Por fin llegó Iliana con su bebé en brazos, y hechas las presentaciones subimos unas calles para almorzar. Su marido daba conferencias sobre pedagogía en los más diversos rincones del mundo, y en aquel momento se encontraba en Helsinki. Los dos habían viajado por España no hacía mucho, y tuvimos que darle la razón cuando con toda diplomacia nos confesó que había hallado a los españoles rudos y desagradables, en el hablar y en el trato, sin modales ni educación. Comparados con los ceremoniosos, dulces y caballerosos mexicanos, los españoles parecíamos una panda de salvajes, eso lo digo yo. En el país del “Mande, para servirle”, nuestro hablar directo y seco podía parecer grosero. Susana y yo, a estas alturas, imitábamos con bastante soltura las maneras atentas y humildes de los mexicanos, y Susana, como buena lingüista, incluso el acento y la fonética; así que tal vez pudimos ser unos buenos embajadores de nuestro país, demostrando que en todas partes hay de todo. En cualquier caso Iliana, un espíritu refinado y cultivado, había comprendido en seguida que su experiencia en España no se debía a nada personal, sino a que los españoles éramos así con todo el mundo, y no había maldad en ello.

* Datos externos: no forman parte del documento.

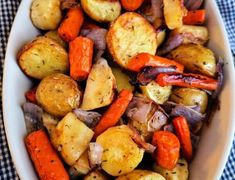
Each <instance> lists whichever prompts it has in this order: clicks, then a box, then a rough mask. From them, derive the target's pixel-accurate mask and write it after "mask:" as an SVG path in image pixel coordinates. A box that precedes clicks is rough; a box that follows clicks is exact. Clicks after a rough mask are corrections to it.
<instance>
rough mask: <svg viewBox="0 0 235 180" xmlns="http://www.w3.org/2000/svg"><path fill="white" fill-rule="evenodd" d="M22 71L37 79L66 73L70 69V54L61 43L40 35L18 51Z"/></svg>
mask: <svg viewBox="0 0 235 180" xmlns="http://www.w3.org/2000/svg"><path fill="white" fill-rule="evenodd" d="M17 60H18V63H19V66H20V68H21V69H22V71H23V72H24V73H25V74H26V75H28V76H30V77H33V78H35V79H43V78H44V77H46V76H48V75H50V74H53V73H66V72H67V71H68V69H69V61H68V54H67V52H66V51H65V49H64V48H62V47H61V46H60V45H59V44H57V43H56V42H54V41H53V40H51V39H50V38H46V37H38V38H36V39H35V40H33V41H32V42H30V43H28V44H26V45H25V46H24V47H23V48H22V49H21V50H20V51H19V53H18V56H17Z"/></svg>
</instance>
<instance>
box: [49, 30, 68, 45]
mask: <svg viewBox="0 0 235 180" xmlns="http://www.w3.org/2000/svg"><path fill="white" fill-rule="evenodd" d="M44 36H45V37H47V38H50V39H52V40H54V41H55V42H57V43H58V44H59V45H61V46H62V47H64V48H66V47H67V43H66V42H65V41H64V40H63V39H62V38H61V37H60V35H59V33H58V31H56V30H55V31H48V32H47V33H46V34H44Z"/></svg>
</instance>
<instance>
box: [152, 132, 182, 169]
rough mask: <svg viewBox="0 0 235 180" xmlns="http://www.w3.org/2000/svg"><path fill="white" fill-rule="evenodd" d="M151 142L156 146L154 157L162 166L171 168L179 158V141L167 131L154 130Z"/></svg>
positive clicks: (175, 164)
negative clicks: (159, 130) (154, 157)
mask: <svg viewBox="0 0 235 180" xmlns="http://www.w3.org/2000/svg"><path fill="white" fill-rule="evenodd" d="M152 144H153V145H155V146H156V150H155V152H154V157H155V160H156V163H157V164H158V165H159V166H161V167H162V168H165V169H168V170H172V169H173V168H174V167H175V166H176V163H177V161H178V159H179V151H180V142H179V140H178V138H177V137H176V136H175V135H174V134H173V133H171V132H168V131H156V132H155V133H154V134H153V140H152Z"/></svg>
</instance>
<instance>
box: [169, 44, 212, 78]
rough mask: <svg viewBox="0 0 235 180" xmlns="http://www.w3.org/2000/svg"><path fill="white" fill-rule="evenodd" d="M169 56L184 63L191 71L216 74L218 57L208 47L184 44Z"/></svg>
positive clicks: (211, 73) (186, 66)
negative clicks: (208, 48) (215, 57)
mask: <svg viewBox="0 0 235 180" xmlns="http://www.w3.org/2000/svg"><path fill="white" fill-rule="evenodd" d="M168 57H169V58H171V59H174V60H175V61H177V62H179V63H181V64H183V65H184V66H185V68H186V69H187V70H189V71H191V72H194V73H201V74H204V75H207V76H215V72H216V59H215V56H214V53H213V52H212V51H211V50H210V49H208V48H206V47H203V46H201V45H196V44H184V45H181V46H179V47H178V48H176V49H174V50H173V51H171V52H170V53H169V55H168Z"/></svg>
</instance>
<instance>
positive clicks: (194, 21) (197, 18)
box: [183, 9, 206, 25]
mask: <svg viewBox="0 0 235 180" xmlns="http://www.w3.org/2000/svg"><path fill="white" fill-rule="evenodd" d="M205 20H206V11H205V9H201V10H195V11H188V13H187V15H186V16H184V17H183V23H184V24H187V25H197V24H203V23H205Z"/></svg>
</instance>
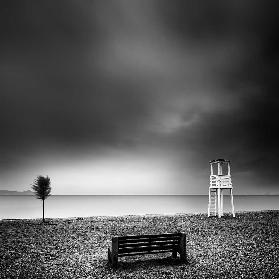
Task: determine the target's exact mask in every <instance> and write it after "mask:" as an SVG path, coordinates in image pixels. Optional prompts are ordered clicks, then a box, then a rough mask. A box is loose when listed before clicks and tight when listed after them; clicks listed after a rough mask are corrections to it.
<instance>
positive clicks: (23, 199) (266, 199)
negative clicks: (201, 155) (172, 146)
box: [0, 195, 279, 219]
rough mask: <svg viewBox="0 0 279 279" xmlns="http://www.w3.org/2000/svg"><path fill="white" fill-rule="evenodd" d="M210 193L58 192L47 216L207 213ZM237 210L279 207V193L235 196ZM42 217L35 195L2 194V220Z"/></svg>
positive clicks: (224, 203) (251, 209)
mask: <svg viewBox="0 0 279 279" xmlns="http://www.w3.org/2000/svg"><path fill="white" fill-rule="evenodd" d="M207 206H208V196H205V195H204V196H203V195H179V196H178V195H177V196H176V195H170V196H167V195H159V196H156V195H136V196H132V195H131V196H129V195H122V196H117V195H111V196H109V195H104V196H100V195H95V196H90V195H89V196H85V195H81V196H69V195H65V196H63V195H54V196H50V197H48V198H47V199H46V201H45V218H71V217H90V216H123V215H146V214H151V215H152V214H165V215H172V214H181V213H182V214H183V213H188V214H189V213H190V214H198V213H207ZM234 207H235V211H236V212H243V211H261V210H279V195H274V196H271V195H269V196H264V195H255V196H251V195H249V196H248V195H247V196H240V195H234ZM224 212H225V213H226V212H227V213H229V212H231V207H230V200H229V196H224ZM41 217H42V201H41V200H39V199H36V198H35V196H32V195H29V196H28V195H26V196H23V195H21V196H16V195H10V196H7V195H5V196H0V219H35V218H41Z"/></svg>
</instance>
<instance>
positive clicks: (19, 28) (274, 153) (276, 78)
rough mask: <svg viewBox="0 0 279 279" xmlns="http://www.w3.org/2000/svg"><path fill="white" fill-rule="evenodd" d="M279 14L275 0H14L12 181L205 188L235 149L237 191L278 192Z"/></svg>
mask: <svg viewBox="0 0 279 279" xmlns="http://www.w3.org/2000/svg"><path fill="white" fill-rule="evenodd" d="M278 18H279V17H278V7H277V5H276V2H275V1H245V2H244V1H210V2H205V1H182V0H181V1H178V0H175V1H167V0H165V1H159V0H158V1H155V0H153V1H144V0H143V1H136V0H133V1H131V0H117V1H101V0H99V1H96V0H95V1H93V0H92V1H9V2H8V1H6V2H5V3H4V4H2V8H1V11H0V22H1V24H0V26H1V27H0V28H1V29H0V32H1V37H0V41H1V45H0V61H1V63H0V73H1V74H0V98H1V101H0V127H1V137H0V153H1V158H0V176H2V182H1V184H0V187H1V188H2V189H26V187H28V185H27V184H28V182H29V181H30V180H31V181H30V182H32V179H33V176H34V175H36V172H47V174H48V175H50V176H51V177H53V179H54V180H55V179H56V182H57V183H56V184H58V185H57V188H58V189H59V187H61V191H60V192H59V191H58V193H65V194H67V192H66V190H65V189H66V186H65V185H68V186H69V187H72V186H73V185H74V183H75V185H76V184H77V183H79V184H80V187H81V190H80V191H79V192H78V193H92V194H94V193H106V194H107V193H113V194H115V193H116V194H117V193H120V194H121V193H122V194H123V193H144V194H149V193H152V194H154V193H155V194H156V193H157V194H160V193H168V194H180V193H184V194H187V193H198V194H200V193H203V191H204V192H205V193H206V191H207V183H208V181H207V179H208V172H209V171H208V161H209V160H211V159H215V158H219V157H221V158H222V157H224V158H226V159H230V160H231V161H232V166H233V172H232V174H233V177H235V180H234V181H236V184H237V187H236V192H237V193H277V194H278V193H279V192H278V189H279V188H278V180H279V178H278V174H277V172H278V167H277V164H276V162H277V158H278V155H279V147H278V135H277V129H276V128H277V126H278V115H277V111H278V105H279V98H278V96H277V90H278V34H277V32H276V26H277V25H278V22H277V21H278ZM97 166H98V167H97ZM128 166H129V167H128ZM100 168H101V169H100ZM105 169H106V171H107V172H105V171H104V170H105ZM70 170H71V171H73V170H75V172H76V173H79V174H80V176H82V175H81V174H83V176H84V177H87V178H88V180H90V182H88V181H87V182H86V186H84V187H82V183H84V181H78V177H80V176H75V178H73V177H69V172H71V171H70ZM135 170H137V171H138V172H135ZM103 172H104V174H103V178H104V177H106V176H107V175H108V176H111V181H109V180H106V181H105V182H102V183H103V184H106V185H107V186H104V187H105V188H100V186H98V185H101V184H102V183H101V181H102V179H101V178H100V173H103ZM119 172H120V173H121V176H122V177H123V178H121V179H120V180H119V182H115V184H114V185H110V186H108V184H110V183H111V184H113V181H116V178H117V173H119ZM128 173H129V175H128ZM133 173H134V176H133V175H132V174H133ZM152 173H153V174H152ZM141 174H142V175H141ZM151 174H152V175H151ZM63 175H64V176H63ZM119 175H120V174H119ZM56 176H57V178H56ZM58 176H59V179H58ZM96 177H99V178H98V179H97V178H96ZM94 178H95V181H94ZM69 180H70V182H69ZM103 180H104V179H103ZM126 180H129V183H127V182H126V184H125V183H124V181H126ZM133 180H135V181H133ZM136 180H137V182H136ZM63 181H64V182H63ZM71 181H74V182H71ZM140 181H141V182H142V183H143V184H144V185H145V187H143V188H142V189H143V190H142V191H140V190H139V189H140V187H141V186H140V183H141V182H140ZM63 183H64V184H65V185H64V186H63V187H62V186H59V184H63ZM71 183H72V184H71ZM97 184H98V185H97ZM71 185H72V186H71ZM160 185H161V186H160ZM98 187H99V188H98ZM160 187H161V188H160ZM96 189H97V190H96ZM102 189H105V190H102Z"/></svg>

Después de comer fuimos en coche a su casa, a las afueras de la ciudad, para tomar el café. Dimos un buen repaso a la situación social y política de México; y tratamos temas más ligeros, como la lucha libre mexicana, un fenómeno extravagante y curioso que, por más explicaciones que habíamos recibido, no terminábamos de entender. Nos habló también de un viaje por Nuevo México, la región tomada por los gringos un siglo atrás; hasta que hubo viajado por esta región, Iliana había pensado siempre que la representación tópica del mexicano en el cine norteamericano era pura invención, que los mexicanos no eran así. Pero por lo visto, sí que lo eran, y mucho, los habitantes de Nuevo México. Tal vez se imponía un recorrido en busca de Perdita Durango. Algún día.








Nos despedimos de Iliana y regresamos al centro con el atardecer. La noche del fin de semana se llenaba de gente joven, de tunos vestidos a la salmantina yendo y viniendo de algún tugurio o del teatro. Una zona muy fina cerca del palacio de Cortés estaba repleta de bares a los que acudían los jóvenes más engominados. Cuernavaca era un agradable y saludable lugar; de nuevo tenía que dar la razón a Susana: existía, efectivamente, una clase media que vivía y disfrutaba las ciudades de México.